Analysis of Share-Bond returns correlation

Since the turn of the century, stocks and bonds have maintained a persistently negative correlation. According to an insight piece by one of our underlying global bond managers, Wellington Management, this sustained negative correlation is an anomaly, not the norm. According to Goldman Sachs calculations going back to 1900, a sustained negative correlation has occurred during only two market regimes prior to the late 1990s. Since the pandemic began, we’ve seen the rolling 12-month correlation between the US S&P 500 index and the US 10-year Treasury bond turn positive.

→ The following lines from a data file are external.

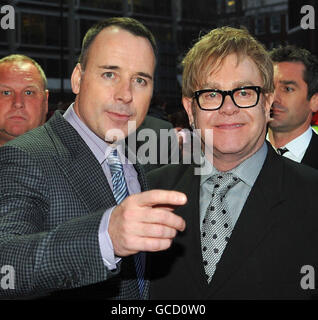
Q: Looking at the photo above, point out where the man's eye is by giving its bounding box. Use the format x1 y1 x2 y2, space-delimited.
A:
1 90 11 96
136 78 147 86
208 92 217 98
103 72 115 79
285 87 294 92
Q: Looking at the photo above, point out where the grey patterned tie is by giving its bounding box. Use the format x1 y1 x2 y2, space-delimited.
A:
276 147 289 156
201 173 240 282
107 149 145 296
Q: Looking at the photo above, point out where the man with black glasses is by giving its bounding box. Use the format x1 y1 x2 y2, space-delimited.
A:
148 27 318 299
268 45 318 169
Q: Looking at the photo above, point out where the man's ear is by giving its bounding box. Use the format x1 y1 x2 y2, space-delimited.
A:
309 92 318 112
264 93 274 123
182 97 194 126
44 89 49 115
71 63 82 94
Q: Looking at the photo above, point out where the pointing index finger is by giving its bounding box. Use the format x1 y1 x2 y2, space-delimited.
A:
137 189 187 206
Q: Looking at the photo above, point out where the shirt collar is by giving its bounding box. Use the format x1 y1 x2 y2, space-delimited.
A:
284 127 312 157
266 126 313 158
64 103 125 164
200 142 268 187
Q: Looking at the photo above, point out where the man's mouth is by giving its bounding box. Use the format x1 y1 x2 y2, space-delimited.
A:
215 123 244 130
107 111 131 121
9 115 26 121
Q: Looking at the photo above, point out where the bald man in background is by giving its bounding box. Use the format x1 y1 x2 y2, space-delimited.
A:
0 54 49 146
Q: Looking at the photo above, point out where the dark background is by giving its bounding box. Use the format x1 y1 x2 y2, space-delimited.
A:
0 0 318 114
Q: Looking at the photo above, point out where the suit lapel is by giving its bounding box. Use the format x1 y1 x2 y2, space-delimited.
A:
47 113 116 212
208 148 284 298
301 132 318 169
170 165 207 292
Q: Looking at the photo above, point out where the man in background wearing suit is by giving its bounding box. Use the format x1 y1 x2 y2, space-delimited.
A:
147 27 318 300
0 18 186 299
267 45 318 169
0 54 49 146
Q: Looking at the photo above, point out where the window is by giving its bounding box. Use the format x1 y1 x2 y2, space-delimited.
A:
21 13 45 45
270 14 281 33
79 0 123 11
21 13 68 46
255 17 266 35
225 0 236 13
129 0 171 16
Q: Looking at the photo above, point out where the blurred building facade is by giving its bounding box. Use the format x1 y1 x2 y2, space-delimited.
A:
0 0 318 112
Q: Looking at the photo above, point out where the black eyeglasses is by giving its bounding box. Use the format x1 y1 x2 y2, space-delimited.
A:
193 86 262 111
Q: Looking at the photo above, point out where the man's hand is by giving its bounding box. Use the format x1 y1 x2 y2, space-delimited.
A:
108 190 187 257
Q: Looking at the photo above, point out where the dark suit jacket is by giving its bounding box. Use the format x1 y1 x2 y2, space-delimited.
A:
0 112 148 299
136 115 179 172
147 148 318 299
301 132 318 169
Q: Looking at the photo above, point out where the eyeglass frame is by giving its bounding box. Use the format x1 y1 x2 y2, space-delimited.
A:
192 86 264 111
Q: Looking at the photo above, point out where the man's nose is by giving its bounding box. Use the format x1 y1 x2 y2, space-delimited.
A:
13 94 24 109
219 95 239 115
115 80 133 103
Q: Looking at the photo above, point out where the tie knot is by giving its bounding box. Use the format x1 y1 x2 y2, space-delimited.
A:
276 148 288 156
212 173 240 196
107 149 123 175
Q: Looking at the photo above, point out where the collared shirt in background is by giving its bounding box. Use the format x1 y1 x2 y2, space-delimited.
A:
266 127 316 163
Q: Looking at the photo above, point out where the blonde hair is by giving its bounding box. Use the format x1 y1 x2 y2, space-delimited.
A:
182 27 274 97
0 54 47 90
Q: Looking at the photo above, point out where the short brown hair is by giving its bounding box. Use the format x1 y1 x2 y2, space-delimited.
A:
182 27 274 97
0 54 47 90
78 17 157 70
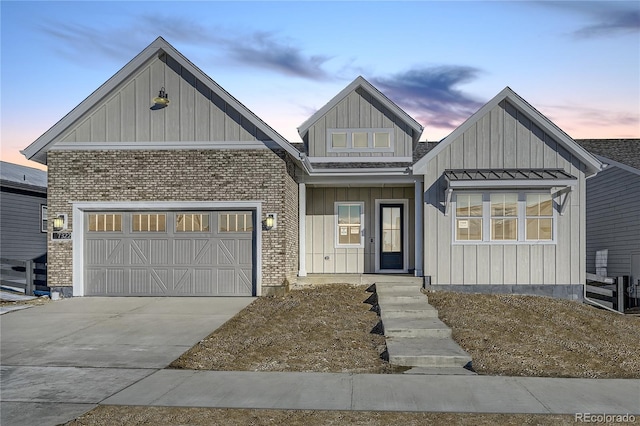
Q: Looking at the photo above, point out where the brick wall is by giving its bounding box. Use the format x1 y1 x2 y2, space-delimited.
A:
47 149 298 294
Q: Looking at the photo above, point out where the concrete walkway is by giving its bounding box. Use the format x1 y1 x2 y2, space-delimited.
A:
376 282 473 374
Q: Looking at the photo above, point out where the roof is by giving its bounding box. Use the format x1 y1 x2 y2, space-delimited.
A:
21 37 299 164
576 139 640 170
298 76 424 143
0 161 47 191
413 87 602 176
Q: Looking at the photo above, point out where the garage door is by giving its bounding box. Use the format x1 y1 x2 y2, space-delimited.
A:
84 211 255 296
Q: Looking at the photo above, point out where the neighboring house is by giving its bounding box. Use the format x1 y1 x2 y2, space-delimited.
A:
0 161 47 260
23 38 601 298
577 139 640 292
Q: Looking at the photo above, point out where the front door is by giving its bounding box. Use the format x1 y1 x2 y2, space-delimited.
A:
380 204 404 269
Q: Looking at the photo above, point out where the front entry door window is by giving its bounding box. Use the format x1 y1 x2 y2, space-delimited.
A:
380 204 404 269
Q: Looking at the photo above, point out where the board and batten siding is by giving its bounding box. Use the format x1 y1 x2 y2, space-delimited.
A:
306 88 413 157
61 54 270 142
587 160 640 277
305 187 415 274
424 101 586 285
0 188 47 260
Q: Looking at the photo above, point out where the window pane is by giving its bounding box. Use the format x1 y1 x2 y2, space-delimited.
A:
373 132 391 148
456 219 482 241
349 206 360 225
331 133 347 148
351 133 369 148
338 205 349 224
491 219 518 241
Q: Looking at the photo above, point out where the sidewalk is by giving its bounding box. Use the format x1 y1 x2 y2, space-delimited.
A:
101 370 640 415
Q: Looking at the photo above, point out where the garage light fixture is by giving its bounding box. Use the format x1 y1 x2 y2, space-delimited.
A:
153 87 169 108
262 213 278 231
53 213 67 232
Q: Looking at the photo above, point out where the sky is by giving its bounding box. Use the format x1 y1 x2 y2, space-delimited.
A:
0 0 640 168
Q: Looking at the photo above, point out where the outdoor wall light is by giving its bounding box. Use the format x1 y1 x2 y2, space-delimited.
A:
153 87 169 108
262 213 277 231
53 213 67 232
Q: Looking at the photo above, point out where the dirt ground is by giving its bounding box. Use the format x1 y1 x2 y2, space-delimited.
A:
428 292 640 378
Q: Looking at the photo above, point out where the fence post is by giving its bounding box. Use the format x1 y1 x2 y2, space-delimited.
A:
616 277 625 313
24 260 34 296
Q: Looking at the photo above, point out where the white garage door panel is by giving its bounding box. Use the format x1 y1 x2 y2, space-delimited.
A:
84 211 255 296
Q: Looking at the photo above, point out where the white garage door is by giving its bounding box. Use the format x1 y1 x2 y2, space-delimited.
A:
84 211 256 296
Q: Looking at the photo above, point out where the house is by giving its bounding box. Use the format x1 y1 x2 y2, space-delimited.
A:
577 139 640 296
18 38 601 298
0 161 47 260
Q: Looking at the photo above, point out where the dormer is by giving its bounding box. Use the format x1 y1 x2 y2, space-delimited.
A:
298 76 422 163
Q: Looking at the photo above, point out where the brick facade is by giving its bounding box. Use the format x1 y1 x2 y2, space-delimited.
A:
47 149 298 295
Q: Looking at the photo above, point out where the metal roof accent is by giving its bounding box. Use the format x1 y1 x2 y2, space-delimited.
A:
444 169 577 182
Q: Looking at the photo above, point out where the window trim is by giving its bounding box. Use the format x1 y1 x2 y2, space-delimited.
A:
40 204 49 234
450 190 560 245
333 201 365 248
327 128 395 152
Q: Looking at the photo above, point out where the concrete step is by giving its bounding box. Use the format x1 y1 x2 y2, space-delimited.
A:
387 337 471 368
381 316 451 338
402 367 478 376
380 303 438 322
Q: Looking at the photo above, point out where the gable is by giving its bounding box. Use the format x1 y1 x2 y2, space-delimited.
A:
22 37 299 164
60 53 269 143
413 87 601 175
298 77 422 162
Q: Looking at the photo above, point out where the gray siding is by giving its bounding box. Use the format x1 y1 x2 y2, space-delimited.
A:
587 166 640 276
61 55 269 142
424 101 586 285
305 187 415 274
0 190 47 260
306 88 413 157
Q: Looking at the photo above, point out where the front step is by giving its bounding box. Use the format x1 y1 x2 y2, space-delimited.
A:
382 318 451 339
387 337 471 368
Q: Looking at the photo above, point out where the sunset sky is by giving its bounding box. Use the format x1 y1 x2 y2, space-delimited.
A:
0 0 640 167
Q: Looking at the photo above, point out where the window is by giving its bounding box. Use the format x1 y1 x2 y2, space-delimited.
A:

From Wellington Management’s analysis of equity-bond return relationships, exhibited in the chart below on the left, over 20 years of data through December 2021, shows this relationship is generally negative (as illustrated by the negative slope of the linear regression). However, this relationship has recently been heavily impacted by the transition risk of inflation. When modelling the inflation outlook change priced into the bonds market, the other two charts look at this relationship during the sub-periods when inflation expectations were either increasing (middle) or decreasing (right). As can be seen in the chart on the right, the negative relationship is only really apparent during periods of falling inflation expectations and as seen in the middle chart, the relationship is unlikely to be negative during periods when inflation expectations move higher. Wellington’s view is that the future of the stock/bond correlation hinges on whether inflation proves temporary or persistent. If supply is more constrained going forward, i.e. likely to push inflation expectation higher, equities and bonds returns could spend much of the time positively correlated.